Let's write wave functions in these three regions for a level of energy $-E, E>0$. The corresponding exponent of wavefunction is $q = \sqrt{\frac{2 m E}{\hbar^2}}$:

1. Region 1: $x < -a$ $$ \Psi_1(x) = A \exp(qx). $$

2. Region 2: $-a < x < a$ $$ \Psi_2(x) = B \exp(qx) + C \exp(-qx); $$

3. Region 3: $x > a$ $$ \Psi_3(x) = D \exp(-qx); $$

Then we match boundary conditions at $x= -a$:

• wavefunction continum $\Psi_1(-a) = \Psi_2(-a) $ $$ A \exp(-qa) = B \exp(-qa) + C \exp(qa); \tag{1} $$
• First directive discontium $ \Psi_2'(-a) -\Psi_1'(-a) = -\frac{2 m \alpha}{\hbar^2} \Psi(-a)$

$$ B \exp(-qa) - C \exp(qa) - A \exp(-qa) = -\frac{2 m \alpha}{\hbar^2 q} A e^{-qa} ; \tag{2} $$

Similarly, for the boundary condition at $x = a$:

$$ D \exp(-qa) = B \exp(qa) + C \exp(-qa);\tag{3} $$

$$ - D \exp(-qa) - B \exp(qa) + C \exp(-qa) = -\frac{2 m \alpha}{\hbar^2 q} D e^{-qa}; \tag{4} $$

Solve these equation. Eq(1) + Eq(2): $$ 2 C e^{2qa} = \frac{2 m \alpha}{\hbar^2 q} A $$ And Eq.(3) + Eq.(4)

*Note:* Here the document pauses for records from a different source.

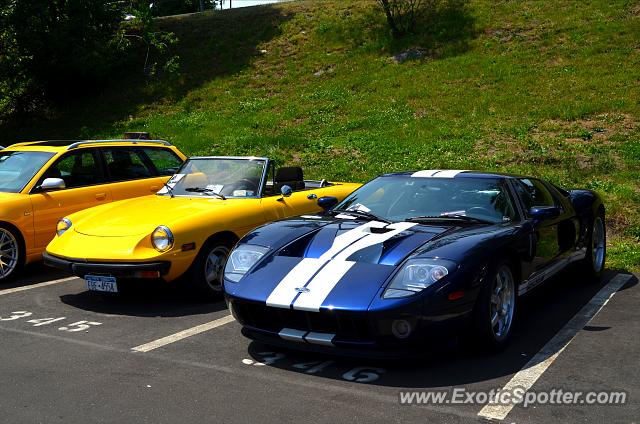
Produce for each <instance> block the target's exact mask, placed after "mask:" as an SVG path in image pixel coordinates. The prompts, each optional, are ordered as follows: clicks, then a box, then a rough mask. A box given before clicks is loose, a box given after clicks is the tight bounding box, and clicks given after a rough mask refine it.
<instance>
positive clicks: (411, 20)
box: [377, 0, 437, 38]
mask: <svg viewBox="0 0 640 424" xmlns="http://www.w3.org/2000/svg"><path fill="white" fill-rule="evenodd" d="M377 2H378V3H379V4H380V6H381V7H382V10H383V11H384V14H385V16H386V18H387V24H388V25H389V29H390V30H391V35H392V36H393V38H400V37H402V36H403V35H406V34H408V33H410V32H412V31H413V30H414V28H415V26H416V23H417V21H418V20H419V18H420V17H421V16H422V15H423V14H424V13H425V11H427V10H431V9H433V8H434V7H435V5H436V3H437V0H377Z"/></svg>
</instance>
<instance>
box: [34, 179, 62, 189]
mask: <svg viewBox="0 0 640 424" xmlns="http://www.w3.org/2000/svg"><path fill="white" fill-rule="evenodd" d="M65 188H67V186H66V184H65V183H64V180H63V179H62V178H45V179H44V181H43V182H42V184H40V187H38V189H39V190H40V191H54V190H64V189H65Z"/></svg>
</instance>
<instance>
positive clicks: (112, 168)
mask: <svg viewBox="0 0 640 424" xmlns="http://www.w3.org/2000/svg"><path fill="white" fill-rule="evenodd" d="M103 152H104V158H105V162H106V163H107V170H108V171H109V176H110V177H111V180H112V181H127V180H137V179H141V178H151V177H153V176H154V173H153V171H152V170H151V169H150V168H149V166H147V165H146V164H145V161H144V158H143V156H142V152H141V151H140V150H138V149H135V148H128V147H114V148H110V149H103Z"/></svg>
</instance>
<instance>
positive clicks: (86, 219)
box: [72, 195, 222, 237]
mask: <svg viewBox="0 0 640 424" xmlns="http://www.w3.org/2000/svg"><path fill="white" fill-rule="evenodd" d="M220 206H222V201H221V200H219V199H212V198H207V199H201V198H191V197H173V198H172V197H170V196H156V195H151V196H144V197H138V198H134V199H128V200H122V201H119V202H114V203H109V204H107V205H103V206H99V207H97V208H92V209H88V210H86V211H84V212H81V214H80V219H79V220H78V222H77V223H76V222H73V221H74V220H75V219H76V218H75V217H72V218H73V219H72V222H73V225H74V226H73V228H74V229H75V231H76V232H78V233H81V234H85V235H89V236H99V237H129V236H137V235H142V234H150V233H151V232H152V231H153V230H154V229H155V228H156V227H158V226H159V225H167V226H170V225H171V224H172V223H173V222H175V221H177V220H183V219H185V218H190V219H193V217H194V216H196V215H198V214H199V213H200V212H205V211H206V212H211V211H212V210H214V209H216V208H218V207H220Z"/></svg>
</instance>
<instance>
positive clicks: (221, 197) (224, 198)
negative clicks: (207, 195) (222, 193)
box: [184, 187, 227, 200]
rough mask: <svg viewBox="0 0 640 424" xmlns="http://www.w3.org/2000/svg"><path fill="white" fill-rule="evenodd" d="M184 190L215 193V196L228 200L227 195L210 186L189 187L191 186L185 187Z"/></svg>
mask: <svg viewBox="0 0 640 424" xmlns="http://www.w3.org/2000/svg"><path fill="white" fill-rule="evenodd" d="M184 191H188V192H190V193H207V194H209V193H210V194H213V195H215V196H218V197H219V198H221V199H222V200H227V198H226V197H224V195H223V194H220V193H218V192H217V191H215V190H213V189H210V188H204V187H189V188H185V189H184Z"/></svg>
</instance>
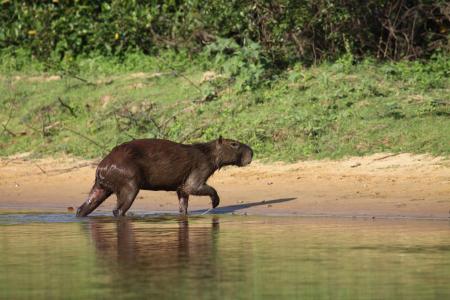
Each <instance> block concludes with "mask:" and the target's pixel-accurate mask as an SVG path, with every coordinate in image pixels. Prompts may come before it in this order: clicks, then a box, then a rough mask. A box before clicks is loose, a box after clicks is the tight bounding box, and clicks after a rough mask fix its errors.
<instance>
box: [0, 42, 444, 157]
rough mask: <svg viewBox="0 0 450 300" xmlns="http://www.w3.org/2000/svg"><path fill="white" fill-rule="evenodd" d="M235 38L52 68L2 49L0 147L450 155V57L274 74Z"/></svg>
mask: <svg viewBox="0 0 450 300" xmlns="http://www.w3.org/2000/svg"><path fill="white" fill-rule="evenodd" d="M228 42H229V41H228ZM228 42H227V41H222V42H221V44H217V43H216V44H213V45H212V46H211V47H209V48H208V49H207V51H205V52H204V53H202V54H201V55H199V56H198V57H197V58H195V59H190V58H189V56H188V55H183V54H182V53H181V54H180V53H178V54H175V53H174V52H172V51H166V52H165V53H164V54H163V55H160V56H158V57H155V56H153V57H152V56H146V55H143V54H130V55H128V56H126V58H125V59H123V60H119V59H114V58H108V57H102V56H100V57H95V58H89V59H88V58H77V59H74V60H73V61H71V62H69V63H61V64H60V66H59V68H58V69H57V71H52V72H46V73H43V70H45V68H46V66H45V63H40V62H37V61H35V60H30V59H29V56H28V55H26V54H24V55H23V56H22V57H19V58H17V57H15V58H8V57H7V56H5V55H4V56H3V58H4V59H3V61H2V65H1V73H2V77H1V87H0V95H1V96H0V122H1V124H3V126H2V128H1V129H0V130H1V136H0V155H2V156H5V155H10V154H13V153H19V152H28V151H31V152H33V154H34V155H37V156H41V155H52V154H55V153H68V154H71V155H75V156H79V157H99V156H101V155H103V154H105V153H106V152H107V151H109V150H110V149H111V148H112V147H113V146H115V145H116V144H118V143H122V142H124V141H127V140H130V139H132V138H147V137H160V138H168V139H172V140H176V141H182V142H194V141H204V140H209V139H214V138H217V137H218V136H219V134H222V135H223V136H226V137H230V138H235V139H238V140H242V141H245V142H246V143H248V144H250V145H251V146H252V147H253V148H254V149H255V150H256V153H257V158H259V159H270V160H285V161H293V160H297V159H304V158H324V157H332V158H339V157H342V156H344V155H363V154H369V153H374V152H380V151H393V152H416V153H423V152H428V153H433V154H436V155H448V154H449V153H450V99H449V95H450V79H449V78H450V76H449V75H450V74H449V73H450V60H449V59H448V56H445V55H434V56H433V57H432V58H431V59H430V60H428V61H426V62H419V61H414V62H407V61H400V62H385V63H380V62H376V61H375V60H370V59H366V60H363V61H361V62H358V63H355V61H354V58H353V57H352V56H351V55H347V56H344V57H343V58H342V59H340V60H338V61H336V62H334V63H327V62H324V63H322V64H320V65H318V66H315V67H304V66H302V65H301V64H297V65H295V66H293V67H292V68H290V69H288V70H286V71H283V72H279V73H271V74H269V73H268V69H266V68H265V66H264V61H263V59H261V57H260V55H259V51H258V48H257V46H255V45H250V46H249V47H246V48H239V49H238V48H236V49H235V50H233V51H229V52H228V53H231V54H226V53H225V51H221V49H222V48H227V49H232V47H233V46H232V45H231V46H226V47H225V46H223V44H224V43H228ZM17 70H19V71H17ZM211 70H213V71H214V73H211V72H209V73H208V72H207V71H211ZM269 71H270V70H269ZM51 76H53V77H51ZM55 76H57V77H55ZM203 77H209V78H203ZM52 79H54V80H52Z"/></svg>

$$ 2 B e^{2qa} = \frac{2 m \alpha}{\hbar^2 q} D $$

Using these two equation to substittute the $A$ and $D$ in Eq. (1) and Eq. (3):

$$ B e^{-qa} + (1 - \frac{\hbar^2 q}{m \alpha}) C e^{qa} = 0; \\ (1 - \frac{\hbar^2 q}{m \alpha}) B e^{qa} + C e^{-qa} = 0. \tag{5} $$

The energy equation is the determinant of $2\times 2$ matrix vanishes:

$$ (1 - \frac{\hbar^2 q}{m \alpha})^2 e^{2qa} = e^{-2qa} $$

Take square root of the above equation:

$$ (1 - \frac{\hbar^2 q}{m \alpha}) = \pm e^{-2qa} $$

From Eq.(5), we observe that the positive sign renders a solution $B= -C$, therefore an odd solution. And the negative sign renders $B = C$, an even solution.